Assume you have 3 agencies using OM Web Viewer and each agency has 2 View® databases (A JCL database and a report database).

They need to be isolated.  The Finance department doesn't want Payroll users seeing their reports and vice versa. As they share a single OM Web Viewer, when for example a new Finance user comes along, and if they have a valid Mainframe ID they will go into the Default User group (which could be for Payroll or Customer Service).
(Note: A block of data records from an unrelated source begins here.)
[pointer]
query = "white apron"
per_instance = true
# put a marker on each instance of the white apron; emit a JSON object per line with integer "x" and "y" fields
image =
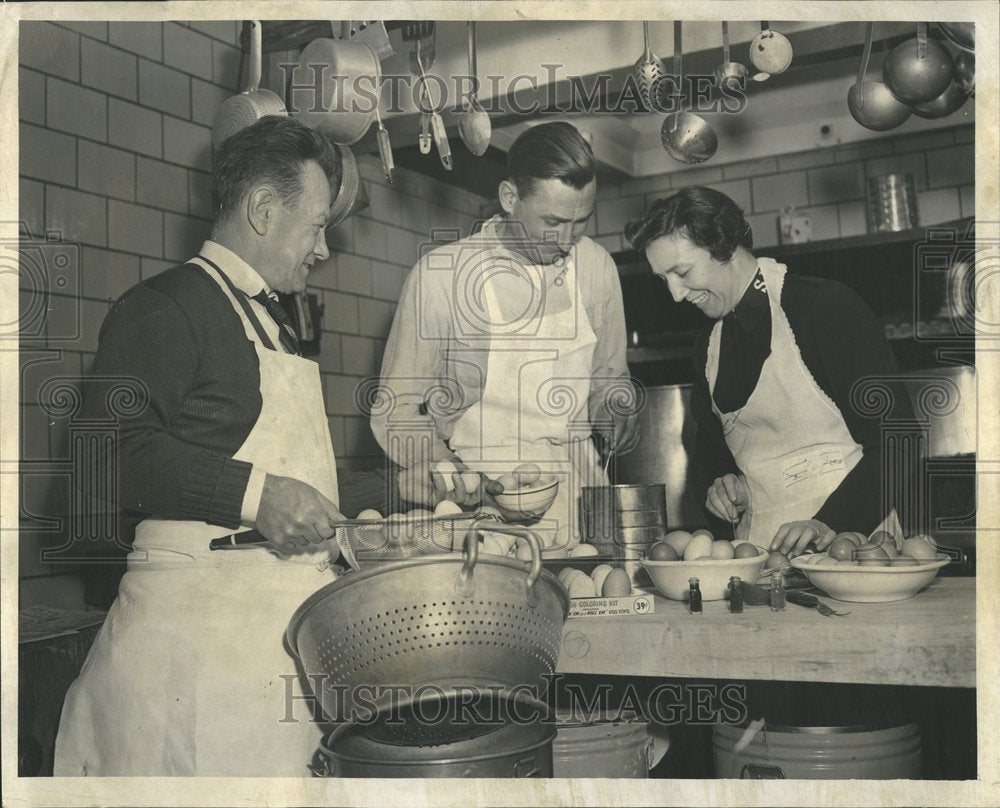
{"x": 534, "y": 405}
{"x": 189, "y": 674}
{"x": 789, "y": 439}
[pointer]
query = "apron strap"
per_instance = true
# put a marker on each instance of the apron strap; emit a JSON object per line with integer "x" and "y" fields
{"x": 242, "y": 299}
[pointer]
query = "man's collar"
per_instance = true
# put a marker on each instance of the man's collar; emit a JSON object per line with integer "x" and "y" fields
{"x": 752, "y": 305}
{"x": 243, "y": 276}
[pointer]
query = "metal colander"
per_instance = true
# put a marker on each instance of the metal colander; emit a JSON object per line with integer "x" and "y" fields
{"x": 430, "y": 626}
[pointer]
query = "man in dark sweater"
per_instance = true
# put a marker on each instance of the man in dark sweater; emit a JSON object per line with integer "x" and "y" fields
{"x": 233, "y": 434}
{"x": 779, "y": 442}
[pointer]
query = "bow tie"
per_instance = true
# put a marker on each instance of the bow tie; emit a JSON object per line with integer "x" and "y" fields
{"x": 286, "y": 331}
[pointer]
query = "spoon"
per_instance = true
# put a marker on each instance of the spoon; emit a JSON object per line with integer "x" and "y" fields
{"x": 474, "y": 125}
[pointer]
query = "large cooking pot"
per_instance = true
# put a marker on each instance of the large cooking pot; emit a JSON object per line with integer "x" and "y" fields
{"x": 336, "y": 88}
{"x": 515, "y": 750}
{"x": 433, "y": 623}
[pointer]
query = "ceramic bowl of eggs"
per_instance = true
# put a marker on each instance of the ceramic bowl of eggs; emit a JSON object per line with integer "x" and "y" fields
{"x": 680, "y": 556}
{"x": 873, "y": 570}
{"x": 527, "y": 491}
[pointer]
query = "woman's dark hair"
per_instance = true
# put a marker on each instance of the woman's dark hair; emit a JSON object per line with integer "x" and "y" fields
{"x": 550, "y": 151}
{"x": 708, "y": 218}
{"x": 272, "y": 150}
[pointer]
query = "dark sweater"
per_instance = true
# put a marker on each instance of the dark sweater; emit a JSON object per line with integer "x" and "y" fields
{"x": 178, "y": 335}
{"x": 841, "y": 341}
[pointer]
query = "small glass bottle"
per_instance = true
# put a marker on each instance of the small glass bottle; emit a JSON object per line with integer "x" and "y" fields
{"x": 777, "y": 591}
{"x": 735, "y": 595}
{"x": 694, "y": 596}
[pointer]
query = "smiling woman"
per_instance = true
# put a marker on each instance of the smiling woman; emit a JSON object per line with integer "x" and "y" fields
{"x": 780, "y": 449}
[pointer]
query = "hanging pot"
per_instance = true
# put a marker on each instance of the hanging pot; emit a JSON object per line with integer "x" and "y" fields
{"x": 951, "y": 100}
{"x": 965, "y": 72}
{"x": 352, "y": 196}
{"x": 650, "y": 75}
{"x": 245, "y": 109}
{"x": 770, "y": 52}
{"x": 335, "y": 80}
{"x": 962, "y": 34}
{"x": 871, "y": 103}
{"x": 919, "y": 69}
{"x": 687, "y": 137}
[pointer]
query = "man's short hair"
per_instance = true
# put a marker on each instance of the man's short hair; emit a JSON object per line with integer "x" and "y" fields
{"x": 272, "y": 151}
{"x": 550, "y": 151}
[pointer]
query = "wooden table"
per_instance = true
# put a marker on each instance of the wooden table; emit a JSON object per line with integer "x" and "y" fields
{"x": 927, "y": 640}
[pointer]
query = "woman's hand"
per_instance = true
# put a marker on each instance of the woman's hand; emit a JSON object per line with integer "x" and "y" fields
{"x": 728, "y": 497}
{"x": 793, "y": 538}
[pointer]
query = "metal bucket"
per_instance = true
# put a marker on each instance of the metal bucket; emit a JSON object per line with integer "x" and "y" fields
{"x": 516, "y": 750}
{"x": 609, "y": 746}
{"x": 819, "y": 753}
{"x": 892, "y": 203}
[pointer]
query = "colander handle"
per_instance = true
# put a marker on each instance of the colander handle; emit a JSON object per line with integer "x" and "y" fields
{"x": 465, "y": 585}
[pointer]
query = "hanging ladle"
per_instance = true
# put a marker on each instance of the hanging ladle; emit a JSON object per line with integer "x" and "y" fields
{"x": 687, "y": 137}
{"x": 474, "y": 125}
{"x": 650, "y": 75}
{"x": 729, "y": 71}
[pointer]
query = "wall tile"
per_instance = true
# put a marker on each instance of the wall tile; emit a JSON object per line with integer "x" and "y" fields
{"x": 967, "y": 197}
{"x": 354, "y": 274}
{"x": 613, "y": 213}
{"x": 107, "y": 274}
{"x": 97, "y": 30}
{"x": 924, "y": 141}
{"x": 339, "y": 394}
{"x": 765, "y": 229}
{"x": 853, "y": 219}
{"x": 825, "y": 222}
{"x": 876, "y": 148}
{"x": 225, "y": 66}
{"x": 370, "y": 239}
{"x": 164, "y": 89}
{"x": 183, "y": 236}
{"x": 952, "y": 166}
{"x": 737, "y": 190}
{"x": 143, "y": 38}
{"x": 31, "y": 205}
{"x": 106, "y": 170}
{"x": 809, "y": 159}
{"x": 31, "y": 96}
{"x": 387, "y": 280}
{"x": 939, "y": 206}
{"x": 162, "y": 185}
{"x": 49, "y": 48}
{"x": 187, "y": 144}
{"x": 200, "y": 193}
{"x": 329, "y": 358}
{"x": 751, "y": 168}
{"x": 341, "y": 312}
{"x": 187, "y": 50}
{"x": 904, "y": 163}
{"x": 76, "y": 216}
{"x": 76, "y": 109}
{"x": 47, "y": 155}
{"x": 135, "y": 128}
{"x": 135, "y": 229}
{"x": 107, "y": 69}
{"x": 376, "y": 317}
{"x": 836, "y": 183}
{"x": 359, "y": 356}
{"x": 206, "y": 99}
{"x": 779, "y": 191}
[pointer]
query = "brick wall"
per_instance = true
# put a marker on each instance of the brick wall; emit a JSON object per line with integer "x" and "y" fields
{"x": 115, "y": 139}
{"x": 827, "y": 184}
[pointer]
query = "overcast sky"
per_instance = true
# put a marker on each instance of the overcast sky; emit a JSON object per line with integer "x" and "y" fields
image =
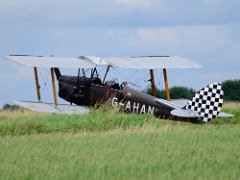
{"x": 206, "y": 31}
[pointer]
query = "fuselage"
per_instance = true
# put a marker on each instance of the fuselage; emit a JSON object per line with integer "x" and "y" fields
{"x": 91, "y": 91}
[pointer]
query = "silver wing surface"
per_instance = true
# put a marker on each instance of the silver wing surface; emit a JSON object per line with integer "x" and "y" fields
{"x": 144, "y": 62}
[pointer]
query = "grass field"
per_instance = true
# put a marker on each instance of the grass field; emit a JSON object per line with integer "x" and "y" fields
{"x": 107, "y": 144}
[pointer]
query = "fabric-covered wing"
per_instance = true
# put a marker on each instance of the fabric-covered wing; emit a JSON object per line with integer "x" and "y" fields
{"x": 48, "y": 62}
{"x": 152, "y": 62}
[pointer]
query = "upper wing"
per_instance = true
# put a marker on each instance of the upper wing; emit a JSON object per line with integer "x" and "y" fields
{"x": 48, "y": 62}
{"x": 145, "y": 62}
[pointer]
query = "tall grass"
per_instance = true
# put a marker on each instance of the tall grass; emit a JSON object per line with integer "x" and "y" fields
{"x": 107, "y": 144}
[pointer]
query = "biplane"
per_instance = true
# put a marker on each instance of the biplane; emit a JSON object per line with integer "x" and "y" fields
{"x": 83, "y": 91}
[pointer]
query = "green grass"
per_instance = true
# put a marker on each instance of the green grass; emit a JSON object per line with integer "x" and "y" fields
{"x": 110, "y": 145}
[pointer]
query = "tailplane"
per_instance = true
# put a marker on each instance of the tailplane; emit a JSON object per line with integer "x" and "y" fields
{"x": 207, "y": 102}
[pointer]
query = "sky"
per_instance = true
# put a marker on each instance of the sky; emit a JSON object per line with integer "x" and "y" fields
{"x": 205, "y": 31}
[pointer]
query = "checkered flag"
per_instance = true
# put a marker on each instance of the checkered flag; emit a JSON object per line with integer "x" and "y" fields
{"x": 207, "y": 102}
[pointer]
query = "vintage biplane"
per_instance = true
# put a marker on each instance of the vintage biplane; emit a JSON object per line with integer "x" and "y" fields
{"x": 83, "y": 91}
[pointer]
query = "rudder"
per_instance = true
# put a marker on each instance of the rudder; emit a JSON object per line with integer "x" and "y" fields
{"x": 207, "y": 102}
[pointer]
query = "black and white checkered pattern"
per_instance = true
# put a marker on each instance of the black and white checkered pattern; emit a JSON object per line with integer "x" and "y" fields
{"x": 207, "y": 102}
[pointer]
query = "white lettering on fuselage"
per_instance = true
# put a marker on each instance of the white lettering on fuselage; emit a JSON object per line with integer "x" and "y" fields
{"x": 132, "y": 106}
Getting them into the Finance Group requires someone with System Administrator authority.

Can you suggest another schema or process that would allow for automatic assignment to the appropriate role? Can we be assured a user from one agency/role won't be able to see the reports of the other two?  

Output Management Web Viewer 12.1

Assumptions: 

• 6 View® databases secured by mainframe security.
• 3 "agencies" each with access to 2 View® databases (no overlap) 
• 1 instance of OM Web Viewer 12.1 to serve all users. 

Recommendations for predefining users (one-time): 

1. Define 6 repositories, one for each View® database.
2. Define 3 roles, one for each "agency". Assign the appropriate repositories (View® database) to the roles. 
3. Create 3 models users, one for each "agency", and assign the appropriate role. 
4. From the Administration / User panel, Export the Users. This will produce an XML file (adminUser.xml by default).
5. Copy/edit adminUser.xml and strip out all users (<user>...</user>) records for all users EXCEPT the 3 model users.
6. Edit the resulting file, duplicating the user record (<user>...</user>) for each of the real users to add. Select the model user to match the actual user's agency.
7. From the Administration / User panel, Import the updated User XML file. Suggest conflict = Skip, else may replace already defined users
8. Refresh the user list (using form button, not browser refresh). Review the list to ensure users were added. 

Recommendations for dynamically added users (on-going) 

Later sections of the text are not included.